Friday, August 18, 2023

The Supreme Court of Maryland holds that an umbrella policy clause excluding claims against named insureds by members of the same household is enforceable.

 Pedro Steven Buarque de Macedo, et al. v. The Automobile Insurance Company of Hartford, Connecticut 480 Md. 200 (2022)

This case arose from a catastrophic motor vehicle accident involving Michael Buarque de Macedo, his wife Alessandra, and their three children. The Buarque de Macedo family was driving home from a high school play when their vehicle was struck by a vehicle driving 115 mph. Only one child survived but sustained permanent injuries.

Michael and Alessandra Buarque, de Macedo had an automotive liability policy, with a coverage limit of $500,000 and an umbrella policy, with a coverage limit of 2 million dollars. After the accident, the surviving child, the personal representative of the estates of Alessandra and the deceased child (“the Buarque de Macedos”) made policy limit demands on both policies. While the insurer for the automobile liability policy paid the policy limits of $500,000, the Automobile Insurance Company of Hartford, Connecticut (“AIC”), the insurer for the umbrella policy, denied coverage for the accident. AIC denied coverage because of an exclusion in the policy which stated it does not apply to “bodily injury or personal injury to any person who is related by blood, marriage, or adoption to an insured and who is a resident of the household of that person.”
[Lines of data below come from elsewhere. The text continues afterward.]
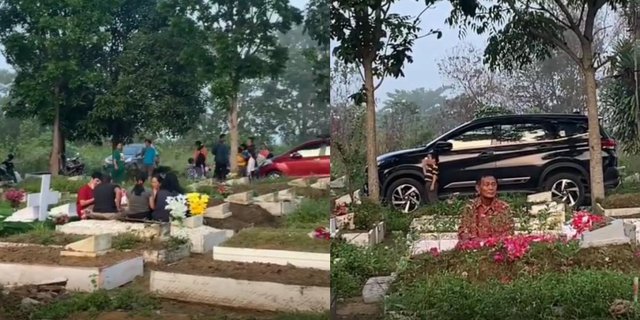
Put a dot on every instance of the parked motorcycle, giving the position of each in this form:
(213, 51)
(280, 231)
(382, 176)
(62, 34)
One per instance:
(73, 166)
(7, 171)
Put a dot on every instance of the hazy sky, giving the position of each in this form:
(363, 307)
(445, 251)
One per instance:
(423, 72)
(427, 52)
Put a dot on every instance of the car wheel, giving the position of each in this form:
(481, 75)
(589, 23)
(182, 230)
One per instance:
(567, 188)
(405, 194)
(274, 175)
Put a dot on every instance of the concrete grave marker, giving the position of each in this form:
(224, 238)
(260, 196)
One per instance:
(376, 288)
(618, 232)
(44, 198)
(90, 247)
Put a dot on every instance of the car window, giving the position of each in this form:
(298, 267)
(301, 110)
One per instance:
(474, 138)
(524, 133)
(568, 129)
(310, 151)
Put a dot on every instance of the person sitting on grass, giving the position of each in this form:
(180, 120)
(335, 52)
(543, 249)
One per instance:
(85, 199)
(486, 216)
(139, 200)
(108, 199)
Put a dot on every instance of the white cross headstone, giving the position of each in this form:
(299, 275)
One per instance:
(44, 198)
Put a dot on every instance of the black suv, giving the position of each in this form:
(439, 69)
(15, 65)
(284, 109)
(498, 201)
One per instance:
(526, 153)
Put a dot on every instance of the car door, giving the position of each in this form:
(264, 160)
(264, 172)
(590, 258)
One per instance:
(522, 146)
(470, 158)
(306, 160)
(324, 166)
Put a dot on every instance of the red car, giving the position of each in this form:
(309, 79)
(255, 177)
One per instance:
(312, 158)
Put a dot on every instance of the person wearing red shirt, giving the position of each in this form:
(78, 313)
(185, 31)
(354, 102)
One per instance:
(486, 216)
(85, 195)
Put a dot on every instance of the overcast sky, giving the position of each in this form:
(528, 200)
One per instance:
(423, 72)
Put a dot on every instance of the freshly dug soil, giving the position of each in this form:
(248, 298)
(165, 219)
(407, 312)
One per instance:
(278, 239)
(205, 266)
(51, 256)
(243, 217)
(480, 267)
(261, 188)
(58, 239)
(627, 200)
(311, 193)
(214, 202)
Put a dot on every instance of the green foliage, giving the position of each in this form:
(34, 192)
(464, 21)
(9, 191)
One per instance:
(367, 32)
(311, 214)
(352, 266)
(96, 302)
(367, 214)
(126, 241)
(575, 295)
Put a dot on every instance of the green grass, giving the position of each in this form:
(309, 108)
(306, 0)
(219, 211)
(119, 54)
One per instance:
(311, 213)
(278, 239)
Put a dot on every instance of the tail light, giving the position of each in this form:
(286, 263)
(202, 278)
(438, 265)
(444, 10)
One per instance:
(608, 144)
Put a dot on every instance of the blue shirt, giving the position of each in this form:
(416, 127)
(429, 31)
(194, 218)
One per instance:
(149, 156)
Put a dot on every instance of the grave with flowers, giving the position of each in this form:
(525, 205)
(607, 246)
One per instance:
(537, 215)
(187, 221)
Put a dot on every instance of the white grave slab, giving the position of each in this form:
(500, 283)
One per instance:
(618, 232)
(44, 198)
(68, 209)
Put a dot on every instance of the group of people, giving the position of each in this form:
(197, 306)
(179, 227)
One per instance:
(102, 198)
(485, 216)
(248, 159)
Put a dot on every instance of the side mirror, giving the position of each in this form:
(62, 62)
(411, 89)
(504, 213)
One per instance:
(443, 146)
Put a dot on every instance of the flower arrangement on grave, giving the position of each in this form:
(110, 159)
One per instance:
(184, 206)
(14, 197)
(223, 191)
(197, 203)
(321, 233)
(506, 249)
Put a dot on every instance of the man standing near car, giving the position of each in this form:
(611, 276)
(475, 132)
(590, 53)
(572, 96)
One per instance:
(486, 216)
(221, 154)
(149, 157)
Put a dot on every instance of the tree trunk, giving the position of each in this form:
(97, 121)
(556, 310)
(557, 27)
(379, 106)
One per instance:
(54, 161)
(372, 150)
(595, 144)
(234, 136)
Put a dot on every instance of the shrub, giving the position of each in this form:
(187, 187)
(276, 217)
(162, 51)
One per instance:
(579, 294)
(351, 265)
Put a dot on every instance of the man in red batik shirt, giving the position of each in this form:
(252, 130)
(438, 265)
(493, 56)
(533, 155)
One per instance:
(486, 216)
(85, 195)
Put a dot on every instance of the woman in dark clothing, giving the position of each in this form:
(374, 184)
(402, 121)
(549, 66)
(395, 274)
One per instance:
(107, 197)
(139, 199)
(163, 187)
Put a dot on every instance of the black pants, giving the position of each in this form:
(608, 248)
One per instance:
(220, 171)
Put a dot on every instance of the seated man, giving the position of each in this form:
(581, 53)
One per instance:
(108, 199)
(85, 195)
(486, 216)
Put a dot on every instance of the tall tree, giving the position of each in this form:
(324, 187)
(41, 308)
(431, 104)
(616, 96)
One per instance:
(153, 67)
(523, 31)
(244, 38)
(52, 45)
(316, 25)
(372, 37)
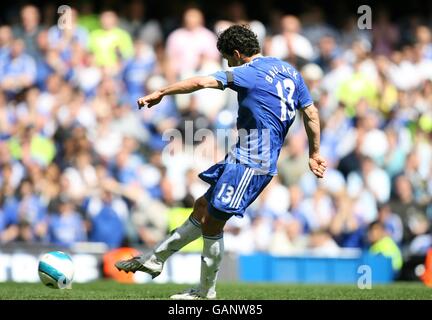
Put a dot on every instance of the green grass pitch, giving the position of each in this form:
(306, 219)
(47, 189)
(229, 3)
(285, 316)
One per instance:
(106, 289)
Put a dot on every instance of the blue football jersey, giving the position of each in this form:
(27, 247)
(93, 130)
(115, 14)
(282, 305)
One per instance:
(269, 93)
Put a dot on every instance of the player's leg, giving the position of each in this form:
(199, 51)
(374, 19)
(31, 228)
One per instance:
(153, 263)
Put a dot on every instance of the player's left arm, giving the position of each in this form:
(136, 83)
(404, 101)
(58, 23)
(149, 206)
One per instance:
(181, 87)
(317, 163)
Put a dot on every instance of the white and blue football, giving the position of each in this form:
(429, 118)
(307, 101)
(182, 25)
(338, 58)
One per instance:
(56, 270)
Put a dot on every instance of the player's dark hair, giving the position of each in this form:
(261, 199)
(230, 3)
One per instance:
(238, 37)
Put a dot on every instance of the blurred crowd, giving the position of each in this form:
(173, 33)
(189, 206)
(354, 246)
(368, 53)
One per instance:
(79, 162)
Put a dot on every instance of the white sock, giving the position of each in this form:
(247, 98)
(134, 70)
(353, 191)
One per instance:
(211, 258)
(189, 231)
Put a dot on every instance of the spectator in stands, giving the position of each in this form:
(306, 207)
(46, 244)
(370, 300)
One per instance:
(108, 217)
(18, 69)
(110, 44)
(321, 243)
(29, 29)
(31, 213)
(8, 218)
(290, 44)
(65, 226)
(139, 27)
(382, 243)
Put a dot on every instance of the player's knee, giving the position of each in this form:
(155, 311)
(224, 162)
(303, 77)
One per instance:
(211, 226)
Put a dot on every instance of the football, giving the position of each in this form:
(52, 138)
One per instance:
(56, 270)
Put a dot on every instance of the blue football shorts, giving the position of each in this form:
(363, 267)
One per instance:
(233, 187)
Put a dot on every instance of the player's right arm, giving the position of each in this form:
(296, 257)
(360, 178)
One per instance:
(317, 163)
(181, 87)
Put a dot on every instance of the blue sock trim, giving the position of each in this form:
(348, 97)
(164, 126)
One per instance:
(216, 237)
(195, 222)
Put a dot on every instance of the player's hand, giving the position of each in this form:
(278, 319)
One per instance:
(150, 100)
(317, 165)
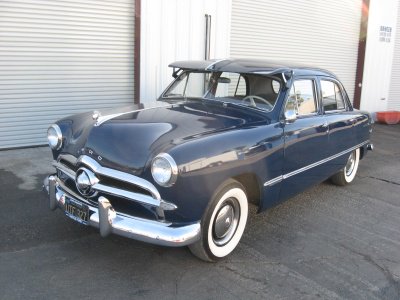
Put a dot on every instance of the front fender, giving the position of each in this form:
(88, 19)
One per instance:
(207, 162)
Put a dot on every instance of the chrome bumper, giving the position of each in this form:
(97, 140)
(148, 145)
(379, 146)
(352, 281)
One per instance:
(110, 221)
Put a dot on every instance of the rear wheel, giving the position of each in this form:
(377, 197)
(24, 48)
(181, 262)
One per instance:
(223, 223)
(347, 174)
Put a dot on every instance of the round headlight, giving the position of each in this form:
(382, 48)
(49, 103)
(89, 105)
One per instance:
(164, 169)
(54, 137)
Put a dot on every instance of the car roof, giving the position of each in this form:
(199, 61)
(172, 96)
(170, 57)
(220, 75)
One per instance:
(247, 65)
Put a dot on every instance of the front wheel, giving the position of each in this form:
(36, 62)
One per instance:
(223, 223)
(347, 174)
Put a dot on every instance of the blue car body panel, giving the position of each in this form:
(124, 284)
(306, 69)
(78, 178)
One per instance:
(212, 141)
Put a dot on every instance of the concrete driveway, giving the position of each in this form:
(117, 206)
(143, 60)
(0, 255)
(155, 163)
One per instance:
(329, 242)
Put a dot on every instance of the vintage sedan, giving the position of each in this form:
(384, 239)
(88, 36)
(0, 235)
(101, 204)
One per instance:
(226, 133)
This appeal came before the Court after the Appellate Court of Maryland upheld the Circuit Court of Montgomery County’s ruling on a motion for summary judgment, where the circuit court found that the household exclusion provision in the umbrella policy was enforceable. On appeal to the Supreme Court of Maryland, the central issue centered on the Court’s interpretation of Md. Courts and Judicial Proceedings Code Ann. § 5-806(b) which states:

The right of action by a parent or the estate of a parent against a child of the parent, or by a child or the estate of a child against a parent of the child, for wrongful death, personal injury, or property damage arising out of the operation of a motor vehicle, as defined in Title 11 of the Transportation Article, may not be restricted by the doctrine of parent-child immunity or by any insurance policy provisions, up to the limits of motor vehicle liability coverage or uninsured motor vehicle coverage.
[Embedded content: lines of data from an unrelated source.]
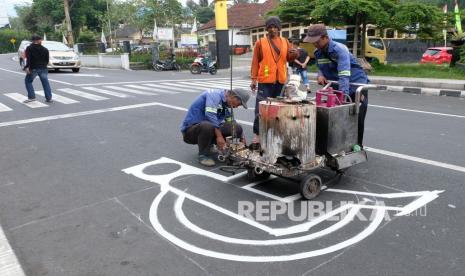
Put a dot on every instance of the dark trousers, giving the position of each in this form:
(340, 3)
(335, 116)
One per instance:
(361, 116)
(265, 90)
(43, 75)
(361, 122)
(203, 135)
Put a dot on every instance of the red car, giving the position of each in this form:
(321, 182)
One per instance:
(437, 55)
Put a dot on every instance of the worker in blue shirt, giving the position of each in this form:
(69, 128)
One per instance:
(208, 120)
(336, 63)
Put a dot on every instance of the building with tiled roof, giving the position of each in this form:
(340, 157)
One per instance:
(240, 17)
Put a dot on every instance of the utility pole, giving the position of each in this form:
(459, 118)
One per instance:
(222, 38)
(109, 25)
(68, 23)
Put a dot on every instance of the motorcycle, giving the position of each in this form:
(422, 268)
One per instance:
(165, 65)
(203, 64)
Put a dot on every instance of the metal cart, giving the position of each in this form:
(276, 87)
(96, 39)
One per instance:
(298, 137)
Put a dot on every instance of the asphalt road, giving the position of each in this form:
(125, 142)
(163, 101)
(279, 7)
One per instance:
(81, 191)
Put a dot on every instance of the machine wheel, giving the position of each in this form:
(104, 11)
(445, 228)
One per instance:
(310, 186)
(156, 67)
(195, 69)
(253, 176)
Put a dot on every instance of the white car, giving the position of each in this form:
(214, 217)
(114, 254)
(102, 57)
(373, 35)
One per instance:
(61, 56)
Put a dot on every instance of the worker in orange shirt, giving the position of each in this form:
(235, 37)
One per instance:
(269, 66)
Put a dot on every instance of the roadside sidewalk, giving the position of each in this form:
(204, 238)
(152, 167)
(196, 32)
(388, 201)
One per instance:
(434, 87)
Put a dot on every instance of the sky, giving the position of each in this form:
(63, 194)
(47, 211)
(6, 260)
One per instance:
(10, 5)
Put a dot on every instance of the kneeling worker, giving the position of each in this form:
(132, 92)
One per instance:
(208, 120)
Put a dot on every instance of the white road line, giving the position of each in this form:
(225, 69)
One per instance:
(128, 107)
(82, 94)
(132, 91)
(58, 98)
(107, 92)
(77, 114)
(24, 74)
(417, 111)
(417, 159)
(21, 98)
(150, 89)
(162, 88)
(4, 108)
(9, 264)
(208, 85)
(157, 81)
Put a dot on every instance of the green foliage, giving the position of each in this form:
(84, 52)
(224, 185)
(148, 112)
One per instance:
(294, 11)
(347, 12)
(6, 35)
(462, 55)
(204, 14)
(424, 20)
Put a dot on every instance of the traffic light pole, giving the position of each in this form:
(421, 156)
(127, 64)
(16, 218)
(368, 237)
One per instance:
(222, 38)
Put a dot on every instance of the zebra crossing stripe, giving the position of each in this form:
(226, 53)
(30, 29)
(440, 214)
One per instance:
(150, 89)
(163, 88)
(107, 92)
(21, 98)
(211, 85)
(58, 98)
(82, 94)
(4, 108)
(189, 86)
(129, 90)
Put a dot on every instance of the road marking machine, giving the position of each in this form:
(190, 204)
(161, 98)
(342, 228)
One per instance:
(299, 135)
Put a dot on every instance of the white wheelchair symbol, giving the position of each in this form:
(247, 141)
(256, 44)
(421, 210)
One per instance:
(421, 198)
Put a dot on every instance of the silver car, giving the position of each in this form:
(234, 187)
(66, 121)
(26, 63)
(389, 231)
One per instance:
(61, 56)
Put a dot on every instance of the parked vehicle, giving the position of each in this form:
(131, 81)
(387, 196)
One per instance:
(437, 55)
(166, 65)
(374, 46)
(21, 53)
(203, 64)
(61, 56)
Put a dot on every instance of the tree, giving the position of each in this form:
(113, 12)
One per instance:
(295, 11)
(203, 3)
(354, 12)
(424, 20)
(204, 14)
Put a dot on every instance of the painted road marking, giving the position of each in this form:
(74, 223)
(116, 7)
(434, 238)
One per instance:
(107, 92)
(58, 98)
(4, 108)
(150, 89)
(21, 98)
(380, 210)
(9, 264)
(418, 111)
(144, 82)
(186, 86)
(82, 94)
(162, 88)
(129, 90)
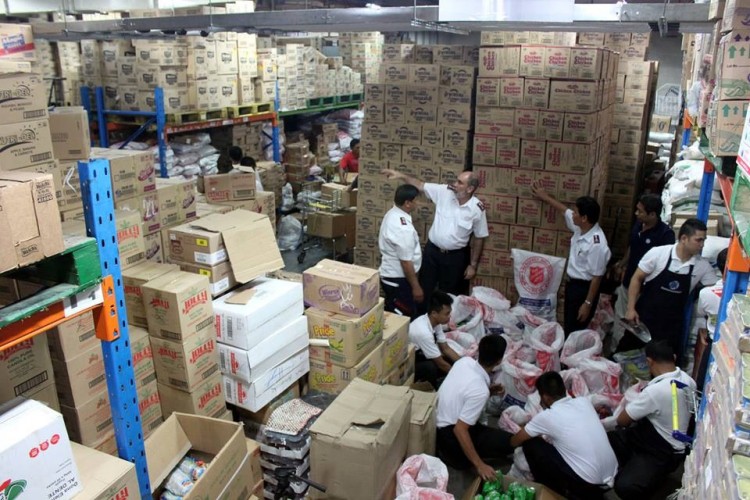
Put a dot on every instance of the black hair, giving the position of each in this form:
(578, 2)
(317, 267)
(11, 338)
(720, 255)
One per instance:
(588, 207)
(651, 204)
(491, 350)
(248, 161)
(235, 154)
(660, 351)
(404, 193)
(438, 300)
(551, 384)
(691, 226)
(721, 260)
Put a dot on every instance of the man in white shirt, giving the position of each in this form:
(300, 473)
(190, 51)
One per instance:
(565, 445)
(660, 289)
(401, 255)
(461, 441)
(645, 448)
(587, 262)
(433, 357)
(449, 261)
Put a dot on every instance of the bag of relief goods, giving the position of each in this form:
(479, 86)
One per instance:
(537, 278)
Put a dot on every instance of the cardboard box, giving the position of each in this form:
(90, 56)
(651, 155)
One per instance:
(26, 97)
(207, 399)
(225, 187)
(80, 379)
(257, 394)
(69, 128)
(133, 280)
(219, 237)
(244, 317)
(36, 469)
(422, 424)
(187, 363)
(25, 368)
(249, 365)
(91, 421)
(325, 284)
(349, 339)
(29, 217)
(221, 442)
(342, 433)
(104, 477)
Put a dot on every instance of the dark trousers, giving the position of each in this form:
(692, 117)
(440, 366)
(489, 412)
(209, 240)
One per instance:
(550, 469)
(490, 444)
(443, 270)
(399, 299)
(425, 370)
(575, 295)
(644, 458)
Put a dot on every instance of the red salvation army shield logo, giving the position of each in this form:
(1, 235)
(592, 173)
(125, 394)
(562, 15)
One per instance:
(536, 275)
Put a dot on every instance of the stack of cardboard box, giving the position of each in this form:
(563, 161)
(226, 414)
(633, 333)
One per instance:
(543, 114)
(635, 87)
(418, 120)
(345, 324)
(78, 365)
(262, 341)
(183, 340)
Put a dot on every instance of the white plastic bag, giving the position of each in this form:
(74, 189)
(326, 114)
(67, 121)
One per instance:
(422, 477)
(546, 340)
(580, 345)
(537, 278)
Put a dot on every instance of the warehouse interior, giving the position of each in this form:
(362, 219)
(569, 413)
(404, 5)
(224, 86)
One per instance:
(390, 249)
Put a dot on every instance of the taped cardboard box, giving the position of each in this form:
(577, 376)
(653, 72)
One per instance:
(133, 280)
(222, 444)
(348, 339)
(255, 395)
(359, 442)
(207, 399)
(103, 476)
(244, 317)
(29, 219)
(281, 344)
(341, 288)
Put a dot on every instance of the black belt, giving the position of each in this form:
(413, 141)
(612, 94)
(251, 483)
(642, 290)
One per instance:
(445, 251)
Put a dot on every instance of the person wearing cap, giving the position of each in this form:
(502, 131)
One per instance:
(456, 237)
(588, 259)
(401, 254)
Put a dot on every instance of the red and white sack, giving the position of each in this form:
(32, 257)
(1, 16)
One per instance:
(547, 339)
(602, 376)
(537, 278)
(580, 345)
(467, 316)
(575, 384)
(422, 477)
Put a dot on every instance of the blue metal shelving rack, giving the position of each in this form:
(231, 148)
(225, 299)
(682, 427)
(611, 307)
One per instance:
(98, 205)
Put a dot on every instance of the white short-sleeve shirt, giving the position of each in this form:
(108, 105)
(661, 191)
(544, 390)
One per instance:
(589, 253)
(572, 426)
(454, 223)
(425, 337)
(398, 241)
(655, 260)
(463, 394)
(655, 403)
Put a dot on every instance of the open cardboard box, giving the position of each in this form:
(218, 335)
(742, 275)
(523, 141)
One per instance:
(220, 443)
(542, 492)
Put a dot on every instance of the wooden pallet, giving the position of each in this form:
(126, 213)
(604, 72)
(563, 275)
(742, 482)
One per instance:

(Emphasis added). The Buarque de Macedo family argued that the plain language of § 5-806(b) renders the umbrella policy’s household exclusion void with respect to the surviving child, because the umbrella policy included excess motor vehicle liability coverage. Additionally, in Maryland, a provision in an insurance policy is unenforceable if it conflicts with Maryland public policy. AIC argued that § 5-806(b), when read with relevant provisions in the Insurance Article, makes it clear that the General assembly intended for § 5-806(b) to be limited to the mandatory primary layer auto coverage.

            The Supreme Court of Maryland held that § 5-806(b) cannot be read in a vacuum and must be read in conjunction with the relevant provisions in Title 19 of the Insurance Article. The Court found that§ 5-806(b) referenced motor vehicle liability coverage or uninsured motor vehicle coverage which strongly signaled to the Court the General Assembly’s intent for § 5-806(b) to apply only to the required primary liability coverage, and not to optional excess coverage provided by an umbrella policy. The Court noted that the only reference to an umbrella policy in Title 19 of the Insurance Article provides that an umbrella policy may include the uninsured motorist coverage outlined in that section. The Court also reaffirmed that an umbrella policy is not motor vehicle liability insurance within the meaning of the relevant provisions of Title 19 of the Insurance Article. Accordingly, the Court affirmed the judgment of the Appellate Court of Maryland.